Der Central-Verein deutscher Staatsbürger jüdischen Glaubens (CV, 1893–1938), die mitgliederstärkste Organisation des deutschen Judentums, erregt seit dem Wiederauffinden des Archivs der Berliner CV-Zentrale in den 1990er-Jahren zunehmend die Aufmerksamkeit von internationalen Forscher/innen. Ein Großteil dieses Quellenkorpus lag den Autor/innen für diesen Sammelband digitalisiert vor. Das Interesse des Bandes richtet sich auf die letzte Phase der Existenz des CV und damit auf ein Spannungsfeld, das von dem Wunsch einer Symbiose von Deutschtum und Judentum auf der einen Seite und von zunehmender antisemitischer Repression auf der anderen Seite geprägt war. Die sechs Beiträge fokussieren auf verschiedenste Aspekte der Vereinsarbeit, die bisher in Arbeiten über das deutsche Judentum „vergleichsweise knapp abgehandelt oder ganz ausgelassen werden“ (S. 7). Programmatisch ist der Titel des Werkes, der auf das zunehmend relevant werdende Problem der prinzipiellen Zukunftsungewissheit der deutschen Jüdinnen und Juden sowie auf die zahlreichen Gestaltungsentwürfe und -versuche verweist.

Daniel Siemens beleuchtet das angesprochene Spannungsfeld, den Wandel der CV-Ideologie und ihrer Bedeutung ab dem Jahr 1933. Siemens plädiert dafür, die Geschichte des CV weder teleologisch noch ausschließlich ideologisch-politisch zu betrachten. Vielmehr müssten programmatische Positionen mit den „praktischen Fragen der alltäglichen Arbeit des Vereins“ (S. 22) in Beziehung gesetzt und die Frage gestellt werden, was zu welchem Zeitpunkt sinnvoll und möglich schien. Damit formuliert Siemens die gewinnbringende Perspektive des Bandes. Ihm gelingt es, durch Zuschriften von der Vereinsbasis die Differenzen und Wechselwirkungen zwischen öffentlich kommunizierten Positionen, praktischer Handlung und internen Debatten aufzuzeigen. Die ursprüngliche Vereinsidee geriet zunehmend unter Druck und dies führte dazu, dass der CV kaum noch Anerkennung für „seine programmatisch-visionären Stellungnahmen“ (S. 41), sondern eher für die praktische Arbeit erhielt. Hieran lässt sich erkennen, dass die CV-Verantwortlichen Perspektiven ablehnten, die auf eine Unmöglichkeit jüdischer Zukunft in Deutschland verwiesen. Trotzdem verschob sich die Arbeit zunehmend in Richtung eines eher pragmatischen Gegenwartsmanagements.
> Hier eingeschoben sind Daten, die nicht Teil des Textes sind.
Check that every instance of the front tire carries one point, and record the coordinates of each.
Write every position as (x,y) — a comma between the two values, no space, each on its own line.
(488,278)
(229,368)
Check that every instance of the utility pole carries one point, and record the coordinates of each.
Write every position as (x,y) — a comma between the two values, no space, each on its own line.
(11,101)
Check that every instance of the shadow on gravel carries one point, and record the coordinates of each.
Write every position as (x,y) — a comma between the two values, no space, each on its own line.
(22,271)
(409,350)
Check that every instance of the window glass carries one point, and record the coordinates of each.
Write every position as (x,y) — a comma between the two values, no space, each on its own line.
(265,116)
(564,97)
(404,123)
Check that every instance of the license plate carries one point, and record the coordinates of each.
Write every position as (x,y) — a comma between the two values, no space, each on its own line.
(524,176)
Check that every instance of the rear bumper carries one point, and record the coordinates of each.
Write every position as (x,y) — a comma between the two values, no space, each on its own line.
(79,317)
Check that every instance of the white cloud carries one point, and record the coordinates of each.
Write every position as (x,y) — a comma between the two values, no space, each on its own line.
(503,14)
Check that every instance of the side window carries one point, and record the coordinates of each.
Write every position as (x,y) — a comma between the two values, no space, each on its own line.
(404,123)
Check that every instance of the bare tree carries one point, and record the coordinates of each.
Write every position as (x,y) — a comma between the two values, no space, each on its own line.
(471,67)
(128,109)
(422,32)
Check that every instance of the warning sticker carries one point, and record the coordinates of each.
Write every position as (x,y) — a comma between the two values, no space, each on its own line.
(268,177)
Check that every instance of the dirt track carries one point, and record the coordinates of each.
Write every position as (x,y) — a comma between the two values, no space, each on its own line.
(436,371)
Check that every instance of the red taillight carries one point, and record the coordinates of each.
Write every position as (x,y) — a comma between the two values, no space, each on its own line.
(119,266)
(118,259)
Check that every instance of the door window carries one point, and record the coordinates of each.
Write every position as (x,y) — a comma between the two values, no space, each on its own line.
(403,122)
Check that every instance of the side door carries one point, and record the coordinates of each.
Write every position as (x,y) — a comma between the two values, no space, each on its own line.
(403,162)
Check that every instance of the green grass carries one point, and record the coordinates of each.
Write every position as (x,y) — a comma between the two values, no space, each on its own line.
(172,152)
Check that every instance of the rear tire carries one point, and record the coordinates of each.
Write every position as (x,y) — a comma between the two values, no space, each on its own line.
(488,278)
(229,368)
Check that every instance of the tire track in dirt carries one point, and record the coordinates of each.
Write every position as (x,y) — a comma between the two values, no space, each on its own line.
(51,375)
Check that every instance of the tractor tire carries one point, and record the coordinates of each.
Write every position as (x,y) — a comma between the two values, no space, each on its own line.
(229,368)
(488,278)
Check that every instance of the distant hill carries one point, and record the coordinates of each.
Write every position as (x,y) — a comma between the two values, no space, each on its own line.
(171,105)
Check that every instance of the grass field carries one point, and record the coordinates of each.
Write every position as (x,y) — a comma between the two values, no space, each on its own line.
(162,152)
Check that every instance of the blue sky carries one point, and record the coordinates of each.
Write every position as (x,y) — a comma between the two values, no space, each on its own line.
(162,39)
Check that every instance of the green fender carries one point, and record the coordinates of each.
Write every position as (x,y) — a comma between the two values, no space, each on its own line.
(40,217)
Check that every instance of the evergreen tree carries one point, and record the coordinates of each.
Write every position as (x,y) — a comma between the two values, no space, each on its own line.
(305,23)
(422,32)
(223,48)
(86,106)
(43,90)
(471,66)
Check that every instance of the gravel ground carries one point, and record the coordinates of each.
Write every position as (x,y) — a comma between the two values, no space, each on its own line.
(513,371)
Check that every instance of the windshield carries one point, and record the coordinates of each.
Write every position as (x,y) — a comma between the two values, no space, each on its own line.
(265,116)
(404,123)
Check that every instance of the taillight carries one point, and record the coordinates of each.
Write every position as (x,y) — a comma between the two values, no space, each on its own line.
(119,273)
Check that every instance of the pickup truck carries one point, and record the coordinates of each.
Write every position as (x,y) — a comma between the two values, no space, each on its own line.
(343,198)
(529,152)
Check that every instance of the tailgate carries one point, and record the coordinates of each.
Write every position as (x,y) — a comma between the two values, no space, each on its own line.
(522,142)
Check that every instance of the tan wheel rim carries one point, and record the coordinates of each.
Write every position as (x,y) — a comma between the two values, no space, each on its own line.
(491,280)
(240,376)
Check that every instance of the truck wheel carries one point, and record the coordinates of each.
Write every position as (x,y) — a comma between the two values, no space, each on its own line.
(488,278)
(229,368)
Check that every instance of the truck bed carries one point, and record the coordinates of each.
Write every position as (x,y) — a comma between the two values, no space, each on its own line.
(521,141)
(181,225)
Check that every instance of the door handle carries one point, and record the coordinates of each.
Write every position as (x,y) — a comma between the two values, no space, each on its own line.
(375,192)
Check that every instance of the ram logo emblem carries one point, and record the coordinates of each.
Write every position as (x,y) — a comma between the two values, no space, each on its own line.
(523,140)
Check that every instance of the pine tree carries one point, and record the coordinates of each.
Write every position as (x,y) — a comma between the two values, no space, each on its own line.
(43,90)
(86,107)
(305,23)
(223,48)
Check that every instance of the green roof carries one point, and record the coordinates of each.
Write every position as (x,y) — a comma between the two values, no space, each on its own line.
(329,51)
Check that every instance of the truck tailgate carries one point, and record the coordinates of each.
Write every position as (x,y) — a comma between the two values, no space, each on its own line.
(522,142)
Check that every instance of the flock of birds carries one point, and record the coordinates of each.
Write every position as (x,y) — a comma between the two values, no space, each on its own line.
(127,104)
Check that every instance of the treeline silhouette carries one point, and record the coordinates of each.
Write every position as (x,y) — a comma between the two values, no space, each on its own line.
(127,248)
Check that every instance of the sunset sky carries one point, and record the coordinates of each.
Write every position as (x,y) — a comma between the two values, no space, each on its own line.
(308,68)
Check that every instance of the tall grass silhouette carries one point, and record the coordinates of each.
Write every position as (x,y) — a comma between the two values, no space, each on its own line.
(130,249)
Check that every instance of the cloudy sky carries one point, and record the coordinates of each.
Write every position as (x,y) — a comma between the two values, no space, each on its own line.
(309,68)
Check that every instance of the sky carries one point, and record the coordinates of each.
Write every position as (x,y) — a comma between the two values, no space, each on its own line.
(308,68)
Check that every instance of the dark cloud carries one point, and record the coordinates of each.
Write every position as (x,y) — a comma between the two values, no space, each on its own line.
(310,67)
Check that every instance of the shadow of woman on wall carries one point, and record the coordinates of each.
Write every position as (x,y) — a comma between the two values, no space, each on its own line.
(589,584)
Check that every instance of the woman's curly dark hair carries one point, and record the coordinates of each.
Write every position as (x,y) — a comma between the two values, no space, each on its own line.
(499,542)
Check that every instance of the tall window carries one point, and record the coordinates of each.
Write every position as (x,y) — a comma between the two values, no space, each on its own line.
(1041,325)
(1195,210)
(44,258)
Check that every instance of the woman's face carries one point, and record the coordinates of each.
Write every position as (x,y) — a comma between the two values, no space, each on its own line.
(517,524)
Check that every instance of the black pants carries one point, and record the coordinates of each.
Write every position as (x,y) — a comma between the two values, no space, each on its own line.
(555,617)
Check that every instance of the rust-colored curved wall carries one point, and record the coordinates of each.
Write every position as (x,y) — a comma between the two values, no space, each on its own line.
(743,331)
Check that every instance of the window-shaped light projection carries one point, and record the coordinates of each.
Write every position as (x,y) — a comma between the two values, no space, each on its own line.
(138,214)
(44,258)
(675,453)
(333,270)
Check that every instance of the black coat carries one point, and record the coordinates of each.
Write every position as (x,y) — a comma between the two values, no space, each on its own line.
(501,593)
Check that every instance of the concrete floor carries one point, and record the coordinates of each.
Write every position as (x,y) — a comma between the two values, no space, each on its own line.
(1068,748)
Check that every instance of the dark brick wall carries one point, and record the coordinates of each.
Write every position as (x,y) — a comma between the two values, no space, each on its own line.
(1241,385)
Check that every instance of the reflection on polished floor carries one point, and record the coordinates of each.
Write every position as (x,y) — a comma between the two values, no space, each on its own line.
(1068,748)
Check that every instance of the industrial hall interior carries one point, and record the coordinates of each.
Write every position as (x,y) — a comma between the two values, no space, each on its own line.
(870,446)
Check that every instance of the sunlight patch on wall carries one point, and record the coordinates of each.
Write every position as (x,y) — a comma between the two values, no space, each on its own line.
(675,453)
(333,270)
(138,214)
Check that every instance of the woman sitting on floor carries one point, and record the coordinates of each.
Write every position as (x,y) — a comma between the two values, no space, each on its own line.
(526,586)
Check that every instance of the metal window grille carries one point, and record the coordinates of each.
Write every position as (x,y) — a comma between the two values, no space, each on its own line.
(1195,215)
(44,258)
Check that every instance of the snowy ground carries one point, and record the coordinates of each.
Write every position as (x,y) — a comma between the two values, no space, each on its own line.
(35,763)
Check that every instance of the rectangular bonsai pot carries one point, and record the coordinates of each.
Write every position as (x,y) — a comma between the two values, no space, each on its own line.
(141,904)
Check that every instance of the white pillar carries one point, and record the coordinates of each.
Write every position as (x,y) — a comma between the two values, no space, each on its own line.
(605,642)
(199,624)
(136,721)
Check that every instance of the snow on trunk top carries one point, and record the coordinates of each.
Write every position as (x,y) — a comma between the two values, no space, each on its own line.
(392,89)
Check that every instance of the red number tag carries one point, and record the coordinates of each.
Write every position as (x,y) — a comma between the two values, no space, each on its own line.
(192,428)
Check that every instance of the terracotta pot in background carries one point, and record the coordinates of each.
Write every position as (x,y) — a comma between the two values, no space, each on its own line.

Anna Ullrich hinterfragt die Dichotomie von „Abwehr- oder Gesinnungsverein“[1] anhand der Analyse des Erwartungsmanagements des Vereins im Hinblick auf Kontakte mit der christlichen Mehrheitsbevölkerung im CV-Rahmen. Es gelingt ihr aufzuzeigen, dass dieses Verhältnis innerhalb des Vereins als hoch fragil wahrgenommen wurde. Das kritische Bewusstsein der Vereinsakteur/innen um Chancen und Grenzen solcher Kontakte spiegelte sich dabei in der kommunizierten niedrigen Erwartungshaltung der CV-Zentrale gegenüber seinen Mitgliedern. Besonders aufschlussreich sind ihre Betrachtungen über die Boykotte in der Provinz aus den Berichten der Ortsgruppen. Diese zeichneten oftmals ein Bild einer lokalen Bevölkerung, die gegenüber den Boykotten eine Ablehnungshaltung kommunizierte, ohne jedoch selbst aktiv für die Betroffenen einzutreten. All diese Berichte legten aus CV-Sicht den Schluss nahe, dass von der nichtjüdischen Bevölkerung trotz aller Solidaritätsbekundungen keine Hilfe zu erwarten war. Dennoch wurden diese Kontakte nicht grundsätzlich in Frage gestellt, weshalb es, so Ullrich, keinen Widerspruch darstellte, „gleichzeitig als ‚Abwehrverein‘ und ‚Gesinnungsverein‘ zu agieren“ (S. 79).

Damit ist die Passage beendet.